What Aztec Labs said happened


In its public update, Aztec Labs described an apparent exploit affecting Aztec Connect’s smart contract and noted that about $2.1 million was transferred out. The firm emphasized that the incident did not affect the assets or user balances on the live Aztec Network.


Aztec Connect is linked to the privacy-focused ZK rollup ecosystem built on Ethereum. According to the same context provided in the report, Aztec Connect was an earlier version of the platform launched in 2022 as a DeFi bridge.



How the verification weakness enabled withdrawals


Security firm BlockSec said the attacker took advantage of a mismatch in how Aztec Connect verified transactions versus how it settled them on Ethereum.


BlockSec’s explanation focused on how the system handled the relationship between verified transactions and the ZK proof’s enforced transaction set. In its view, transactions approved through Aztec Connect’s verification route were not effectively bound to the transaction set enforced by the ZK proof. That gap allowed the contract’s verification and settlement logic on Ethereum to interpret the transaction list differently.


With that inconsistency, the attacker could place transactions such that the contract credited value without the corresponding validation occurring on Ethereum. BlockSec said this enabled the creation of unbacked balances, which could then be withdrawn.


BlockSec also reported that the attacker repeated the technique multiple times—seven times across seven different assets—rather than relying on a single sweep.



Reported assets taken and the broader hacking backdrop


The theft reportedly included 909 Ether (ETH), 270,000 Dai (DAI), 167 wrapped staked ETH, and several other cryptocurrencies. A separate post from CertiK had been cited in the original reporting as showing examples of some of the assets taken.


The Aztec Connect incident comes amid a busy stretch for DeFi exploits. DeFiLlama data referenced in the reporting indicates that $44 million worth of crypto has been stolen so far this month from at least 12 separate exploits.
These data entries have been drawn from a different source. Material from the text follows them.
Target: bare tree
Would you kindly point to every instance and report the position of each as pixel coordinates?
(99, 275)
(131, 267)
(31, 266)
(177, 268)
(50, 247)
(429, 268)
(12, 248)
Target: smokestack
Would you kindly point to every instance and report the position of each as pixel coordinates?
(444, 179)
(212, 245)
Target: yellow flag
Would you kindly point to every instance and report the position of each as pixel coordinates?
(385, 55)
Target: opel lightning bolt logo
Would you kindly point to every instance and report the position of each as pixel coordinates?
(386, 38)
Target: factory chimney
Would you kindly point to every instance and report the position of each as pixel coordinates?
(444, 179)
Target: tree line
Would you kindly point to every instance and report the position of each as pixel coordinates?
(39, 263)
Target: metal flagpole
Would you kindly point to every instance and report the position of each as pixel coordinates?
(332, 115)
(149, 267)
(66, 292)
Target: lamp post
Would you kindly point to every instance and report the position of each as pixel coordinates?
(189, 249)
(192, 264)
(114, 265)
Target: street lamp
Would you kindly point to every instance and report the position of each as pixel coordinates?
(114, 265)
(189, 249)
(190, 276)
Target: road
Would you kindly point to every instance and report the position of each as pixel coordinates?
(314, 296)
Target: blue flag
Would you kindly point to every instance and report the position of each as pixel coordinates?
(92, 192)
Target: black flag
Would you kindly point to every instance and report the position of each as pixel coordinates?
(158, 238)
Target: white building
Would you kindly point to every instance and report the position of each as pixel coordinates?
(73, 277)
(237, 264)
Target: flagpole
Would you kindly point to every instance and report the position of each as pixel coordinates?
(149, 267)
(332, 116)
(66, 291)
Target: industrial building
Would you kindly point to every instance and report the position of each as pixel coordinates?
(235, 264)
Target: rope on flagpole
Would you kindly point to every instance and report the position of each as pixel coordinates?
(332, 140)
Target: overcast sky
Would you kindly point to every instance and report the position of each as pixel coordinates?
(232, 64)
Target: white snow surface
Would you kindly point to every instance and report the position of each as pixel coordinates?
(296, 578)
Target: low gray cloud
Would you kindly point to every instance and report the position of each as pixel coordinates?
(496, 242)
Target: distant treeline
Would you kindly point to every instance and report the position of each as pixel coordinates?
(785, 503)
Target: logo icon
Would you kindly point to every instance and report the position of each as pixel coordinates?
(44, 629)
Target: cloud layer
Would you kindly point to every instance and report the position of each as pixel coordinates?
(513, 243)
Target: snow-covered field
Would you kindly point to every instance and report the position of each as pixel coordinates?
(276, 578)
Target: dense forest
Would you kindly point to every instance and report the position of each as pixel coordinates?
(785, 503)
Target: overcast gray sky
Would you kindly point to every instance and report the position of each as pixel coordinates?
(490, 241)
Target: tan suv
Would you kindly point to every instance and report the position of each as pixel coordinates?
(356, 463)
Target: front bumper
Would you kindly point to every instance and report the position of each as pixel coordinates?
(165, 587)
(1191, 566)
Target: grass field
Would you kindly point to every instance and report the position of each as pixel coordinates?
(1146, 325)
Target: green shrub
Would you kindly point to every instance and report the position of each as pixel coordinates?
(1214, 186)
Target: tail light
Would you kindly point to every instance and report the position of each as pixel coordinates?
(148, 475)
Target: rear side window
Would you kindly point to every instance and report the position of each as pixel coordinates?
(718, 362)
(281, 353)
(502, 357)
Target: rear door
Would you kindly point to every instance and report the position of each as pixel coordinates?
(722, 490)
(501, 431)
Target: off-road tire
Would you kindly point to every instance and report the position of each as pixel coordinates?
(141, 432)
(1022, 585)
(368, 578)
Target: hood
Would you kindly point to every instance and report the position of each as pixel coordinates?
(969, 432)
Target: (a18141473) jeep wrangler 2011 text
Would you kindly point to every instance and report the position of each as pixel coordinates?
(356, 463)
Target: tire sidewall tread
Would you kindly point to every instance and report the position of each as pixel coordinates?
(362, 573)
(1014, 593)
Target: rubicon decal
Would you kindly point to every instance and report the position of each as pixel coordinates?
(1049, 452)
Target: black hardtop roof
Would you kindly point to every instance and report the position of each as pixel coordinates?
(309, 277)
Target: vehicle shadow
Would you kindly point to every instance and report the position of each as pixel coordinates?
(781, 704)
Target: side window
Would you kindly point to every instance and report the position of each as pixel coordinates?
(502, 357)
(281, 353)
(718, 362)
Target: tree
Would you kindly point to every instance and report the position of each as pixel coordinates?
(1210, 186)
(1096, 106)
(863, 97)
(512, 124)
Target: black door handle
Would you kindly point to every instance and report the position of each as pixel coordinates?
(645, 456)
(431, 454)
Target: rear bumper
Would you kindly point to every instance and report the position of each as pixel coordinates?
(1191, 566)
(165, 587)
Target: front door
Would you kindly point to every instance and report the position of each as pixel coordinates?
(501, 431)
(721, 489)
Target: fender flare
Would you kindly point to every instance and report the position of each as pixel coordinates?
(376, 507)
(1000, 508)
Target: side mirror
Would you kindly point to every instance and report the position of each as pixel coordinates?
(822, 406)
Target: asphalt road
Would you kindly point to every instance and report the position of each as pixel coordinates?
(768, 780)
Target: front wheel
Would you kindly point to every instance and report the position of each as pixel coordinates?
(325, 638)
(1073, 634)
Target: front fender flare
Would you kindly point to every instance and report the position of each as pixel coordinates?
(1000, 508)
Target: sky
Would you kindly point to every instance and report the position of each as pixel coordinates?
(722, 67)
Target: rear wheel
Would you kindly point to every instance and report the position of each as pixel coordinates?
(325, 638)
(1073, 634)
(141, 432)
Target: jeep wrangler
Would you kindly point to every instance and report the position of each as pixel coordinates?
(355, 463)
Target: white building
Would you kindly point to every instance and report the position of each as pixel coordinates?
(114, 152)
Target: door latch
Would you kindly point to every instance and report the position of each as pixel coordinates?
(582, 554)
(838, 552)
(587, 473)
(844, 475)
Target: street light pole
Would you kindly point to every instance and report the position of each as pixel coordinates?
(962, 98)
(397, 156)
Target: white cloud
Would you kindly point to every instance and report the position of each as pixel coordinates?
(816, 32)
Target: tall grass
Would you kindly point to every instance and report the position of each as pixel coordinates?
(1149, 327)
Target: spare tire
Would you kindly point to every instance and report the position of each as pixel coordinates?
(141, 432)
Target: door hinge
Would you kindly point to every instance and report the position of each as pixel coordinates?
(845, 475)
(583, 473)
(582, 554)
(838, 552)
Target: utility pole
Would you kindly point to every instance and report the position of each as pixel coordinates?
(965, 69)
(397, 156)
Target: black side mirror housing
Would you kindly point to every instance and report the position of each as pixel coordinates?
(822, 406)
Earlier in June, the largest theft mentioned was tied to a private key compromise on the Humanity Protocol, with $30 million reportedly lost on June 8. The reporting also points to a separate Syscoin Bridge incident the day prior, where $8 million was allegedly stolen through a fake proof exploit.
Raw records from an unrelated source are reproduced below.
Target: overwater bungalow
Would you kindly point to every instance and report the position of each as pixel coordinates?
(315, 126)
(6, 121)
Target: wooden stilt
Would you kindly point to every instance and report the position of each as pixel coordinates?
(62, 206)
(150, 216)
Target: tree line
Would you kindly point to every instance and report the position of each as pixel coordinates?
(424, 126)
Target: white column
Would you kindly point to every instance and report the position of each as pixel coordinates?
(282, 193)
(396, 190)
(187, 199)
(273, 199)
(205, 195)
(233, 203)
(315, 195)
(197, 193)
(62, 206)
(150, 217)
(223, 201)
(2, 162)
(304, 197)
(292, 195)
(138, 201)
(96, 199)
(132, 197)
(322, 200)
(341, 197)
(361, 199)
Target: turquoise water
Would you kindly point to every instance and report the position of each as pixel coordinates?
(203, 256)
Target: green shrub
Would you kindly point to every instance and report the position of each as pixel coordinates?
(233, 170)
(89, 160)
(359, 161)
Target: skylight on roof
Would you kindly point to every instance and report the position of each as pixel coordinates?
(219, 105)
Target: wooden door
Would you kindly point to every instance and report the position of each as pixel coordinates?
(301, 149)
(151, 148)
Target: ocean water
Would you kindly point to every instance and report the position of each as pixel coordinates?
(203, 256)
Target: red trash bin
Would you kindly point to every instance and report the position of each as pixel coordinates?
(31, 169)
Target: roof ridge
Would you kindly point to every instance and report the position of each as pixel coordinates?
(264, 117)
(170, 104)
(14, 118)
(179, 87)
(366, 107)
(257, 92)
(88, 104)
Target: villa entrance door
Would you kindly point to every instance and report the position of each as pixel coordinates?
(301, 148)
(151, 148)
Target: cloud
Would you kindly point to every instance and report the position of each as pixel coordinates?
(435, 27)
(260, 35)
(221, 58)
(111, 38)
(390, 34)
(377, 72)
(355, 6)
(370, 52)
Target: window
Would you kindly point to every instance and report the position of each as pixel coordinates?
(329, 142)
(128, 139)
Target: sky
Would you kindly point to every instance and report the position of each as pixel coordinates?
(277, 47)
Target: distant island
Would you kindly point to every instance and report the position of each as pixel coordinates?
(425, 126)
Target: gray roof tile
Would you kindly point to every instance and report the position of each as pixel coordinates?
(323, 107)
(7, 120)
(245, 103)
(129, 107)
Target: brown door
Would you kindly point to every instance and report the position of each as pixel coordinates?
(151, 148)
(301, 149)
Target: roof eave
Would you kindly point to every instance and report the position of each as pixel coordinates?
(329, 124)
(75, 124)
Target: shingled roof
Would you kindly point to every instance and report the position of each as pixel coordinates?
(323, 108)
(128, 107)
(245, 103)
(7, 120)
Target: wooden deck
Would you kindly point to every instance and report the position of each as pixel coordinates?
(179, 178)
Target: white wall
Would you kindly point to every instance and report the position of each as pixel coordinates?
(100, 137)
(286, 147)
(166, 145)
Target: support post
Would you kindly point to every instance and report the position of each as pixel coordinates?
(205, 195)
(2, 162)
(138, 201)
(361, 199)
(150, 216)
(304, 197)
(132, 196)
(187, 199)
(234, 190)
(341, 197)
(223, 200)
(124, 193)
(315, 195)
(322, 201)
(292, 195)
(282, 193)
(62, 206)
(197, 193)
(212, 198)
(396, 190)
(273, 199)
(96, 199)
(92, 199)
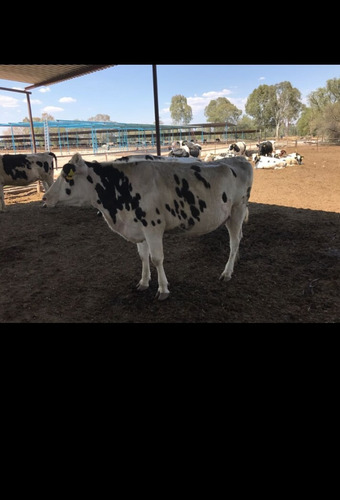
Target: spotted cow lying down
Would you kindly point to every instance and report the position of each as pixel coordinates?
(140, 200)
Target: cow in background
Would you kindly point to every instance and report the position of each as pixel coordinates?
(23, 169)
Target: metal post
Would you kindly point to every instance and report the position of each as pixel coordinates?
(155, 96)
(31, 121)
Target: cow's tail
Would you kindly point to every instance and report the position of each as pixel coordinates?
(246, 216)
(55, 159)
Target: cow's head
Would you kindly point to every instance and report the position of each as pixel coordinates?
(234, 147)
(73, 186)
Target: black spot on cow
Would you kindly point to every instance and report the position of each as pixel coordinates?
(196, 168)
(185, 193)
(202, 204)
(195, 212)
(202, 179)
(115, 192)
(12, 162)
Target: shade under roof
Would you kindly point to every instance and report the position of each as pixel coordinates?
(37, 75)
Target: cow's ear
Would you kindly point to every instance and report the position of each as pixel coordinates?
(68, 171)
(79, 164)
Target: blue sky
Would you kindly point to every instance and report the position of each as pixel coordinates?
(125, 92)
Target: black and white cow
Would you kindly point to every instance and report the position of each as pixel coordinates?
(149, 157)
(238, 147)
(184, 149)
(142, 200)
(265, 148)
(23, 169)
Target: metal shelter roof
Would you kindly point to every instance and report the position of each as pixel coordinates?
(46, 74)
(37, 75)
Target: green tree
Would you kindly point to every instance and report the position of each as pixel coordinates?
(181, 112)
(222, 110)
(325, 107)
(259, 104)
(287, 105)
(323, 96)
(305, 124)
(274, 105)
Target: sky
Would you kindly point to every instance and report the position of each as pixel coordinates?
(125, 92)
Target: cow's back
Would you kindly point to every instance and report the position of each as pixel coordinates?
(194, 198)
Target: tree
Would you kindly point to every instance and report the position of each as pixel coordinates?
(323, 96)
(274, 105)
(305, 124)
(259, 104)
(287, 105)
(325, 109)
(222, 110)
(181, 112)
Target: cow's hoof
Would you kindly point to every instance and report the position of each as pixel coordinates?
(162, 296)
(141, 288)
(223, 277)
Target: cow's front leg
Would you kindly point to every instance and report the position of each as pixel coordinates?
(143, 251)
(234, 226)
(2, 199)
(157, 257)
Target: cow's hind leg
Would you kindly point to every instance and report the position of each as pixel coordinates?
(239, 214)
(157, 257)
(143, 251)
(2, 199)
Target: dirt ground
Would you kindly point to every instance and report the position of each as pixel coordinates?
(64, 265)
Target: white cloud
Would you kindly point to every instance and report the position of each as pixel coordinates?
(9, 102)
(199, 103)
(32, 101)
(52, 109)
(67, 99)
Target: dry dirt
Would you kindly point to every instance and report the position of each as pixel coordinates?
(64, 265)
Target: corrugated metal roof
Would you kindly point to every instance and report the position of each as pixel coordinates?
(37, 75)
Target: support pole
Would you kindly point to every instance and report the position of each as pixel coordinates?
(155, 96)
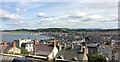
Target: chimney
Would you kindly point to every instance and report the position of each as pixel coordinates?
(5, 43)
(72, 45)
(14, 43)
(60, 47)
(54, 42)
(35, 41)
(65, 45)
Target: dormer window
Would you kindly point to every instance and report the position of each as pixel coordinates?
(75, 59)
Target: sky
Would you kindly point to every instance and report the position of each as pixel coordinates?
(59, 14)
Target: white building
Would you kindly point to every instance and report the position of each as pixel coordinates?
(106, 50)
(28, 46)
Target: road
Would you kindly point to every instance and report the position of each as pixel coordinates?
(9, 59)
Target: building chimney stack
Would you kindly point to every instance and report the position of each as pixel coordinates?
(60, 47)
(35, 41)
(5, 43)
(14, 43)
(54, 42)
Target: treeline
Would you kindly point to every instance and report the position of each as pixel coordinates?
(62, 30)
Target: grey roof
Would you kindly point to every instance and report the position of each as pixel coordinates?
(70, 55)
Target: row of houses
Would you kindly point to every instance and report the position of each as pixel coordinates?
(57, 50)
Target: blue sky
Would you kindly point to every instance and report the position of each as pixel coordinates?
(33, 15)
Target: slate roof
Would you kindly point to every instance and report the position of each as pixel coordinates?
(43, 49)
(70, 55)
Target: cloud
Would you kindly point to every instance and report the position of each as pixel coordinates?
(6, 16)
(77, 20)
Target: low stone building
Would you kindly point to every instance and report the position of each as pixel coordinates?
(12, 49)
Why the “deprecated” label didn’t stop the attack


Aztec Connect was officially deprecated in March 2023, when deposits were halted and the team redirected development resources to the next-generation Aztec Network. However, the deprecation process did not eliminate the risk posed by the underlying smart contract logic.
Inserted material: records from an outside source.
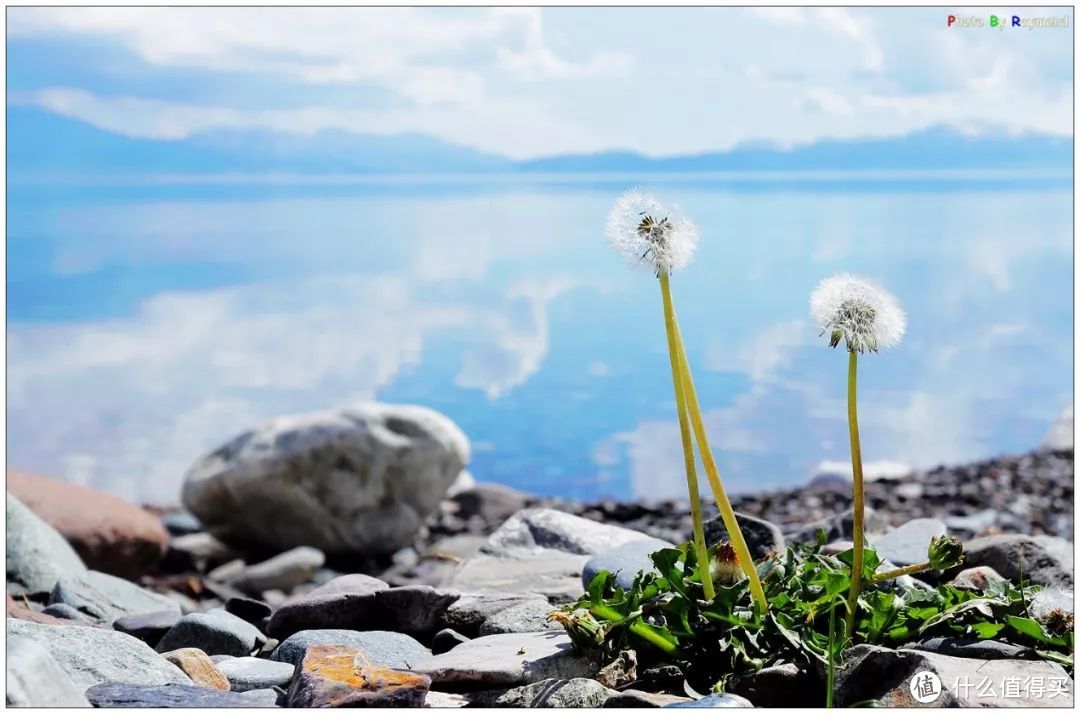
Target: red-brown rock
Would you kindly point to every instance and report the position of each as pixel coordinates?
(109, 534)
(335, 675)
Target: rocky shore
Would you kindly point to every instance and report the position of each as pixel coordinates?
(284, 583)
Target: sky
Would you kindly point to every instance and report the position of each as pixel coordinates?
(527, 82)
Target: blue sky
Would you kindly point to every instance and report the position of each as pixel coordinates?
(528, 82)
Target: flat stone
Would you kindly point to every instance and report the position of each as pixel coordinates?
(92, 656)
(194, 663)
(472, 609)
(908, 543)
(67, 613)
(413, 609)
(973, 648)
(623, 561)
(390, 649)
(977, 578)
(109, 534)
(283, 571)
(360, 480)
(215, 632)
(117, 695)
(882, 674)
(509, 660)
(556, 694)
(715, 701)
(763, 537)
(247, 673)
(247, 609)
(1013, 555)
(148, 627)
(37, 556)
(527, 617)
(35, 677)
(638, 699)
(107, 597)
(335, 675)
(781, 685)
(446, 640)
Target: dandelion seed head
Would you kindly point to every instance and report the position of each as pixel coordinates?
(650, 233)
(862, 314)
(1049, 600)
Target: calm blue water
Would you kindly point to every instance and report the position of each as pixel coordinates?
(149, 322)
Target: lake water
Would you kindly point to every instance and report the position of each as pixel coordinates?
(150, 321)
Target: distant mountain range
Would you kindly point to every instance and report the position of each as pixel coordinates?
(41, 143)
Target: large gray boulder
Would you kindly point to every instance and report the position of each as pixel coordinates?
(92, 656)
(360, 480)
(37, 554)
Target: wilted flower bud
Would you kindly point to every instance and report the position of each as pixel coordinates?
(725, 566)
(945, 552)
(649, 233)
(1053, 608)
(858, 312)
(584, 631)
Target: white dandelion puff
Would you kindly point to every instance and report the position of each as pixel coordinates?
(859, 312)
(650, 233)
(1049, 600)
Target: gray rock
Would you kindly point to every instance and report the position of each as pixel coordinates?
(527, 617)
(247, 673)
(37, 554)
(67, 613)
(908, 543)
(283, 571)
(1058, 438)
(761, 536)
(35, 677)
(92, 656)
(977, 578)
(624, 561)
(839, 526)
(247, 609)
(215, 632)
(509, 660)
(446, 640)
(107, 597)
(781, 685)
(973, 648)
(413, 609)
(555, 694)
(472, 609)
(390, 649)
(117, 695)
(715, 701)
(540, 551)
(882, 674)
(360, 480)
(639, 699)
(491, 503)
(1012, 555)
(148, 627)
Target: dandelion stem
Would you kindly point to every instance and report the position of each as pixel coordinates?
(856, 473)
(734, 533)
(691, 469)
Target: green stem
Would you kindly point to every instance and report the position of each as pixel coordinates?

Aztec Labs stated it holds no admin keys and therefore cannot pause or upgrade the system. This means the platform’s inability to be adjusted by the team can leave known or emergent logic flaws unaddressed—especially if the contract’s code remains on Ethereum.


A crypto developer identified as “Param” also said the Aztec Connect smart contracts became fully immutable, meaning they could no longer be upgraded or paused.


That combination—deprecation without upgrade authority—helps explain how an exploit can surface well after a product is retired. As noted in the reporting, the incident is another reminder that abandoned or deprecated DeFi contracts can still attract attackers years later, particularly when the exploit depends on fundamental contract semantics rather than on temporary operational parameters.



What to watch next


Investigators will likely focus on whether the withdrawn funds were immediately moved through liquidity venues or remain trackable in on-chain flows, while the Aztec ecosystem’s response may center on confirming the scope of impact and strengthening boundaries between verification and settlement logic. For users, the practical takeaway is to treat deprecated contracts as still risky: immutable code can remain exploitable long after deposits are shut off.